The Renewed Desire for Normalcy
But there were two scenes that I thought really explained what Sam is trying to do with his life. The first was when Dean confronted him about an email from a university about the admissions process. The second was a flashback to the one birthday he spent with Amelia where she surprised him with a birthday cake. Confused, Sam didn’t understand what was happeneding. “You’ve never seen a birthday cake before?” Amelia asked with a laugh. She was joking with that question, but we know that it’s likely Sam has never had a birthday like the one he spent with her.
University and birthday cake, in many respects, represents Sam’s lost childhood. We’ve heard the Winchesters lament many times about their less-than-stellar childhoods. We’ve seen Christmases where their father didn’t even bother to come home, forcing Dean to pick up a pathetic Christmas tree and steal presents just so Sammy could have a Christmas. We’ve seen the boys lack stability and a real home. For a long while, Sam rebelled against his father because he wanted something more than what he was given. He wanted a life free of his father’s quest and influence. For a few years, he had that at Stanford. Until Dean showed up on his doorstep, Jessica got pinned to a ceiling, and Azazel put his master plan into motion.

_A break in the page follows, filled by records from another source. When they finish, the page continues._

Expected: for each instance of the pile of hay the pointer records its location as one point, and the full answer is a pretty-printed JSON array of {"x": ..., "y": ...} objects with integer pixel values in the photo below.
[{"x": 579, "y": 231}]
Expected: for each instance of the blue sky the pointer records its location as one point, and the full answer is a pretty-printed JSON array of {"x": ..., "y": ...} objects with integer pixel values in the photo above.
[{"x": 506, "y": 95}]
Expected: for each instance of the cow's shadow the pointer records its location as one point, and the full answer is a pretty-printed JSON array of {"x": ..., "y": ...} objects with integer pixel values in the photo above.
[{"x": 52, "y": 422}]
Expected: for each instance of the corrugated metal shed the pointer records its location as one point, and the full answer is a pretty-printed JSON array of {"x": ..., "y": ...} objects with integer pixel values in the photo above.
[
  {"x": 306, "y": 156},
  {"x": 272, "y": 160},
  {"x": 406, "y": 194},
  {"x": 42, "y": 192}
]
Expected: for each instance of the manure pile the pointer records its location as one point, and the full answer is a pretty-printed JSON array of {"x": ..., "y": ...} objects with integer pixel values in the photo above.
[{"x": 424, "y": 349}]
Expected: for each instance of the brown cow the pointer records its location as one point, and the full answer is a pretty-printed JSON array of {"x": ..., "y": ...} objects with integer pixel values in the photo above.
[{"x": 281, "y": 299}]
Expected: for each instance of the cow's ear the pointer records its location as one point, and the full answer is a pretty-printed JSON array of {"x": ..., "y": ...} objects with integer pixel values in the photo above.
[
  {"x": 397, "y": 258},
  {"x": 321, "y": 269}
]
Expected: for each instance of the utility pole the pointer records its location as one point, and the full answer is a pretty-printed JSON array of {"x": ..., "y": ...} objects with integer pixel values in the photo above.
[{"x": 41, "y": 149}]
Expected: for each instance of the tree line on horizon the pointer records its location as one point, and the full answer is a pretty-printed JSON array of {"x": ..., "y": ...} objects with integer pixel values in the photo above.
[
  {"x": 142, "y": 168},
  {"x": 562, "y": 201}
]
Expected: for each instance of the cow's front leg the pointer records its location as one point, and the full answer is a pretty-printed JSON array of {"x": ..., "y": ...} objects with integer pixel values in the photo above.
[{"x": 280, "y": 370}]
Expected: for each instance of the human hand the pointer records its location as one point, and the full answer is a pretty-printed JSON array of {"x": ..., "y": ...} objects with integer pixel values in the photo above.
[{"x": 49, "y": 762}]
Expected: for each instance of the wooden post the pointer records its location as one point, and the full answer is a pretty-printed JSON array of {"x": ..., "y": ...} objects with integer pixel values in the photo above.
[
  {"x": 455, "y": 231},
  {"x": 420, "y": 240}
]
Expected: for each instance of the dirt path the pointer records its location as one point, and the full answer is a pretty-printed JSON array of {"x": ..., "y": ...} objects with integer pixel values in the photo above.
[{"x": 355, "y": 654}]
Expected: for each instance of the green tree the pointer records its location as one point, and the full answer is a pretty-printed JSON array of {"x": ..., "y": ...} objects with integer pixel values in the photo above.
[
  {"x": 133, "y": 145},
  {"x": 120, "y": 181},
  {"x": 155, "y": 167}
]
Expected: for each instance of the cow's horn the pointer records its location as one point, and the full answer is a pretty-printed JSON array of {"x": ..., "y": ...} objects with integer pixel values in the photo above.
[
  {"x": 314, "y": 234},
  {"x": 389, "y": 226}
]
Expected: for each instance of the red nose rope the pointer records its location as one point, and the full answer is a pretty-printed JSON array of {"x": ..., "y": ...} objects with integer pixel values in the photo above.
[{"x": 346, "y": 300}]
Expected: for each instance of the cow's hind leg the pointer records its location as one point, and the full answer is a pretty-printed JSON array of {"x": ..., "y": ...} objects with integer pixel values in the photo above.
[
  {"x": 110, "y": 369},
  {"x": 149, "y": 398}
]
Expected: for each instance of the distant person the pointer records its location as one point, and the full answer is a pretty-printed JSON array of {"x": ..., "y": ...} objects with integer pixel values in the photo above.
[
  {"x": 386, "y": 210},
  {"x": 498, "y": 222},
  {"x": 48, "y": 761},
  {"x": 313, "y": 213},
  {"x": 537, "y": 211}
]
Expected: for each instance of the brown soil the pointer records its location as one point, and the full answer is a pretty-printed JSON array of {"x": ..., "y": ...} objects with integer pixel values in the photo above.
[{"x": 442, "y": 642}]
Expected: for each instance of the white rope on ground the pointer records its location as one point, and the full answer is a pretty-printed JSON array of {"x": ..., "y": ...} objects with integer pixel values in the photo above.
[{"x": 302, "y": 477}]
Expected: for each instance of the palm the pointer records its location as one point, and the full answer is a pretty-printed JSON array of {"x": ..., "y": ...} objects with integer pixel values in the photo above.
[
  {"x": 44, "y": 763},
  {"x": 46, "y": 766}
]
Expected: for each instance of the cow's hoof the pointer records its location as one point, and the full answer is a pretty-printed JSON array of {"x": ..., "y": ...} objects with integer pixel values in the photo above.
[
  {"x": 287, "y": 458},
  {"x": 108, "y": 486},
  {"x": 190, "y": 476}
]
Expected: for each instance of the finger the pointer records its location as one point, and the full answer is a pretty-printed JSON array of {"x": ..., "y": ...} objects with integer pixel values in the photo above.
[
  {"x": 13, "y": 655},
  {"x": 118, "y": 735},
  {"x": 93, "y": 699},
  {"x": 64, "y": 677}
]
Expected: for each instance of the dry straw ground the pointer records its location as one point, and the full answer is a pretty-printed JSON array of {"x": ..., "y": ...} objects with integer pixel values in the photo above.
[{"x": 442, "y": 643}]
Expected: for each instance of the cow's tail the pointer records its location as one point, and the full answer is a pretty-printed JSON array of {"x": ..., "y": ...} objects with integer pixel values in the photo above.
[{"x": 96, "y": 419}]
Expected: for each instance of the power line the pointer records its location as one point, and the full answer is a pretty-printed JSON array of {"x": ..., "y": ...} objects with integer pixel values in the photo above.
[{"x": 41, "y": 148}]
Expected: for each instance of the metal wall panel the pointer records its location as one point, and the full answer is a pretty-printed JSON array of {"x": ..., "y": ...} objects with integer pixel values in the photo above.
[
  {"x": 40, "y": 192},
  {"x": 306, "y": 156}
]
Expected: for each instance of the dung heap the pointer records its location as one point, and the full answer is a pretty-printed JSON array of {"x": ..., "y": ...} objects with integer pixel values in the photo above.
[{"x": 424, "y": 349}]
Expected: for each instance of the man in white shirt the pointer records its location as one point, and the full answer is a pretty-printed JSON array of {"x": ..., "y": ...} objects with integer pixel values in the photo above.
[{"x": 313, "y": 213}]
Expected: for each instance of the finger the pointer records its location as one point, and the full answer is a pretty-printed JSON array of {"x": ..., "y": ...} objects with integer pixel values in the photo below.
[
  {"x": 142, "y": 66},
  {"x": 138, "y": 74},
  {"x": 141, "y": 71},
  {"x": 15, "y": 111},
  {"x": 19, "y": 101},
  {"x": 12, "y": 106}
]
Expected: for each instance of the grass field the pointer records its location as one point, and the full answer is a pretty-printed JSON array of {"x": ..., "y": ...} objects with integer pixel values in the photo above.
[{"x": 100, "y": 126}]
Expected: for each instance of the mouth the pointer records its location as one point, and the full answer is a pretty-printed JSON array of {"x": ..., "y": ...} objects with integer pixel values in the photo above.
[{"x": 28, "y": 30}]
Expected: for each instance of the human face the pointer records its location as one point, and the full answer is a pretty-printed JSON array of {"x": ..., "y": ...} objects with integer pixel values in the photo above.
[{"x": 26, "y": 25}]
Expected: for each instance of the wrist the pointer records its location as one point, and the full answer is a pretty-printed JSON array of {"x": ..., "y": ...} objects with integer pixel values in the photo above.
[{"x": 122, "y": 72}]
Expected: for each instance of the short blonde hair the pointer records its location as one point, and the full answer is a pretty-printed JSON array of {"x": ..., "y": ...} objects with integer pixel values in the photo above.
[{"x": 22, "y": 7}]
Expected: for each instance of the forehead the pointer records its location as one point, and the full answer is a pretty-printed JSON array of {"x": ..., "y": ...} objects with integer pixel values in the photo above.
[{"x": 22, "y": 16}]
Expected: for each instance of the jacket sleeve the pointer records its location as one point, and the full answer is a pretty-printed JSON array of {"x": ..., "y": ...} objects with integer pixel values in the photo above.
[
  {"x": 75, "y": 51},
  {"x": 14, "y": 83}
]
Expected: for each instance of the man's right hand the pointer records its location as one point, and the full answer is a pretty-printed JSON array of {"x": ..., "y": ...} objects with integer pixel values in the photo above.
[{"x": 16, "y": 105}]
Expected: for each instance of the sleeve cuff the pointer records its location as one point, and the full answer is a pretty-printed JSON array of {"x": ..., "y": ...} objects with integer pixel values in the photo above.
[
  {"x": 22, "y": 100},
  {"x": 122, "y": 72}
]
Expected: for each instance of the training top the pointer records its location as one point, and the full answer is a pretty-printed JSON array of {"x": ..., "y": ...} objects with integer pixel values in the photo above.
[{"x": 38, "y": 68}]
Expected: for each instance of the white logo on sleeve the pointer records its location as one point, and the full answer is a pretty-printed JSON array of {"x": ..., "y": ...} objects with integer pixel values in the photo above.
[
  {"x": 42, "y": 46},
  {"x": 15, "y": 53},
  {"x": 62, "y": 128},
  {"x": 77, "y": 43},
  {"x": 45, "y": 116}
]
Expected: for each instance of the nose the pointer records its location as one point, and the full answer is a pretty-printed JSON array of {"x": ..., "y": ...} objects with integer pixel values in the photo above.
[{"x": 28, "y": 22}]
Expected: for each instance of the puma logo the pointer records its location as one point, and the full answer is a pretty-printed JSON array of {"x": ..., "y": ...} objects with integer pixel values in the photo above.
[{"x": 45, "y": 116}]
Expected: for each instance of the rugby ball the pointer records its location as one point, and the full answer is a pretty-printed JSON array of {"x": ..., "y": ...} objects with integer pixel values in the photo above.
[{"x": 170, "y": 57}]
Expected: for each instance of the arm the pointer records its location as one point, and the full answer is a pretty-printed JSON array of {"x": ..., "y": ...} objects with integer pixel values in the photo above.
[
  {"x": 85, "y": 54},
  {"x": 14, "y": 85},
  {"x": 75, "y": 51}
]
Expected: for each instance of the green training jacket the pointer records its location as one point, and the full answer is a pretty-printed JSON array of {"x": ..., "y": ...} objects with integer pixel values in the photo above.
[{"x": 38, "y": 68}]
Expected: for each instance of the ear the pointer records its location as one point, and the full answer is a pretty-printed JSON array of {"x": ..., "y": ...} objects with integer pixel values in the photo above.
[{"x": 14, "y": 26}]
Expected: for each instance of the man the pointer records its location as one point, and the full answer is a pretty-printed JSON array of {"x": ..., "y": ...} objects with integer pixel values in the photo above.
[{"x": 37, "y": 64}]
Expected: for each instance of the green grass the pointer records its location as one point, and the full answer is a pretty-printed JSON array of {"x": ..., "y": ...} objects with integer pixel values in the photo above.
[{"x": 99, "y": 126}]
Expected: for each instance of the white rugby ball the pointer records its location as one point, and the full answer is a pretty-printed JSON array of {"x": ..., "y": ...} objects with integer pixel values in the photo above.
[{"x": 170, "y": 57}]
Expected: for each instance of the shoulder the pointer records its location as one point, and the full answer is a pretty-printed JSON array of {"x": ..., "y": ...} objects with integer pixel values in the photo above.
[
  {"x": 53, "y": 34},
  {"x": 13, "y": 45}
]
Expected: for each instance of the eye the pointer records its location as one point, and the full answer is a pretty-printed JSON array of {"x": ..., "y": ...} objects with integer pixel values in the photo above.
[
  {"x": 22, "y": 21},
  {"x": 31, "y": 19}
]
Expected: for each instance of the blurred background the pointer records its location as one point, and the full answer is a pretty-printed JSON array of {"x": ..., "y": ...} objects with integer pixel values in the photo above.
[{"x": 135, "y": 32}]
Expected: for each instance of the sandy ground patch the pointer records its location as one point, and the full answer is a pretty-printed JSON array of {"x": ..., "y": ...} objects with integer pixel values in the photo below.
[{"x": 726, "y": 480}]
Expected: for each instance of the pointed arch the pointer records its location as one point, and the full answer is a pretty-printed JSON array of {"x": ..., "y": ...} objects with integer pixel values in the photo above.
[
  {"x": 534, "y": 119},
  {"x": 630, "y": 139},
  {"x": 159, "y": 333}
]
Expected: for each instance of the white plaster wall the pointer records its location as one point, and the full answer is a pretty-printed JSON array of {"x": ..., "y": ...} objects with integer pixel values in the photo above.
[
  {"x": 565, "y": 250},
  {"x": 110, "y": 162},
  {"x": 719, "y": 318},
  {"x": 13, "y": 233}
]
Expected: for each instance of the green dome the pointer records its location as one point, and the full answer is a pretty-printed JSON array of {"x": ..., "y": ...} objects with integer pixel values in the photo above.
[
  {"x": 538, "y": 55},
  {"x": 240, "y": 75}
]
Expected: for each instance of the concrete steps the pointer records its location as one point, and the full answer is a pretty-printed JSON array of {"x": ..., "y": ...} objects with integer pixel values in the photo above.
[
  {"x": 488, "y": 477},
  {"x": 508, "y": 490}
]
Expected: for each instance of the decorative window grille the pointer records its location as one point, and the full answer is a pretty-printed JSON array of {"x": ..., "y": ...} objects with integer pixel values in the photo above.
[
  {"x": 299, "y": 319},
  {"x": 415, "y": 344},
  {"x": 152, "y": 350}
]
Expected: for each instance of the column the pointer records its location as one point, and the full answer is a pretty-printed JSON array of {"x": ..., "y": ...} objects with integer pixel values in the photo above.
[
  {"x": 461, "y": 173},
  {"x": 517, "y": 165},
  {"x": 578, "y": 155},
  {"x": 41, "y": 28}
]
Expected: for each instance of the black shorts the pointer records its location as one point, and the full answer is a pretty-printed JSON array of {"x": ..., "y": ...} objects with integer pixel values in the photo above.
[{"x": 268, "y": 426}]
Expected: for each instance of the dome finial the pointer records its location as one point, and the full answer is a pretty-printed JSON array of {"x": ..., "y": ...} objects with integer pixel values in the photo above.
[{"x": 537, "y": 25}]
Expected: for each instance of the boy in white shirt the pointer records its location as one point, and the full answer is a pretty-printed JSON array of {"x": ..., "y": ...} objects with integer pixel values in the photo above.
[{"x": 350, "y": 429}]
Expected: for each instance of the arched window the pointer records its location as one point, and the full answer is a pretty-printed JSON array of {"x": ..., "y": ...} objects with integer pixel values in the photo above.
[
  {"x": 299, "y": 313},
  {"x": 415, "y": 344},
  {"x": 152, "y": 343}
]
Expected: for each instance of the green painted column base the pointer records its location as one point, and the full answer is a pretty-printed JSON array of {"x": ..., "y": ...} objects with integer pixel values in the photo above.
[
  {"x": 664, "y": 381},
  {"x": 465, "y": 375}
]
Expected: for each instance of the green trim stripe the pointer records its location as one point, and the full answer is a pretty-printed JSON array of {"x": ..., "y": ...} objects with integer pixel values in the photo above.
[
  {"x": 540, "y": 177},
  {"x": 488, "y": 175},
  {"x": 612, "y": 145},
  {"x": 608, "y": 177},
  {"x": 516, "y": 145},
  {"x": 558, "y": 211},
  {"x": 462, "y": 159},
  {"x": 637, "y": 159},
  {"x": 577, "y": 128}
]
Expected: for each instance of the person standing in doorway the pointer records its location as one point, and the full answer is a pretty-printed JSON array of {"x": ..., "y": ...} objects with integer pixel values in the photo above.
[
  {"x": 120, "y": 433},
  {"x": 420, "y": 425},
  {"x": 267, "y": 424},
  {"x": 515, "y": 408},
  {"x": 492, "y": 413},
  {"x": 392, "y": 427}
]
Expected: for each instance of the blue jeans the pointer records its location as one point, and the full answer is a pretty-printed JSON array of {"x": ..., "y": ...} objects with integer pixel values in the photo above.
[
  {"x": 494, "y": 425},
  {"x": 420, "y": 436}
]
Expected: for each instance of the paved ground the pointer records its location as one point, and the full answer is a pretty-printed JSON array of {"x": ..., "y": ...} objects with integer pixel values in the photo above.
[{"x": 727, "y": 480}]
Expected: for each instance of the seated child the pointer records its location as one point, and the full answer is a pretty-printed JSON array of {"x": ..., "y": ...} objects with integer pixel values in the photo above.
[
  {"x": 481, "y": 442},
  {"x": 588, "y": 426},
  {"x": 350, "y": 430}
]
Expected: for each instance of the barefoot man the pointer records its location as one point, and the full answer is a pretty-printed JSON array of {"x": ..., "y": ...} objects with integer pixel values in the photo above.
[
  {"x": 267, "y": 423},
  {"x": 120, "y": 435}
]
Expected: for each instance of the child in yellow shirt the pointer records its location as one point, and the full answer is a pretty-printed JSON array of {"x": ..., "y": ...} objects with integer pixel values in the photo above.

For a while there, Sam continued to rebel against the hunting life, believing that he could simply kill the YED and then go back to a normal life. We call that season 1. But then something changed. Without Jessica to ground him, he started to let go of that dream. Think back to the season 4 episode “Wishful Thinking” when Dean asked Sam if he would wish for a normal life again and Sam told Dean he would prefer to have Lilith’s head on a platter. For a very long time, I think Sam repressed his desire for a normal life simply because he couldn’t see a light at the end of the tunnel any longer. He was too caught up in Lucifer’s schemes and demon deals and his brother going to Hell. Maybe it was always there at the back of his mind, but the wish was fairly dormant.
Until now, when Amelia offers him a chance at a new life. Imagine how that must feel to someone who not only didn’t get to really experience it the first time around, but had also suffered through so much loss and grief. And, maybe, without Dean around to keep him in the hunting lifestyle, Sam saw a way out. Don’t get me wrong, I’m not – in any way – insinuating that Dean forced Sam into hunting for all of these years, but can we entertain the possibility that Sam may have done it not only for his own reasons, but also to be close to his brother? To help Dean as well as save people. Now, Dean is reconnecting with his old life. Dean has always found happiness and purpose in hunting, despite the loss it brings. He reaffirmed that in this week’s episode when he said that he understood what it was like to be a warrior. Dean will never understand what it feels like to have a normal life, but he’s OK with that. Dean doesn’t really want a normal life, he wants the idea of a normal life more than he can accept the reality of it. And while he sometimes hung on to the idea of it long after Sam gave up on the possibility, I think he knows that it will never truly make him happy or give him purpose.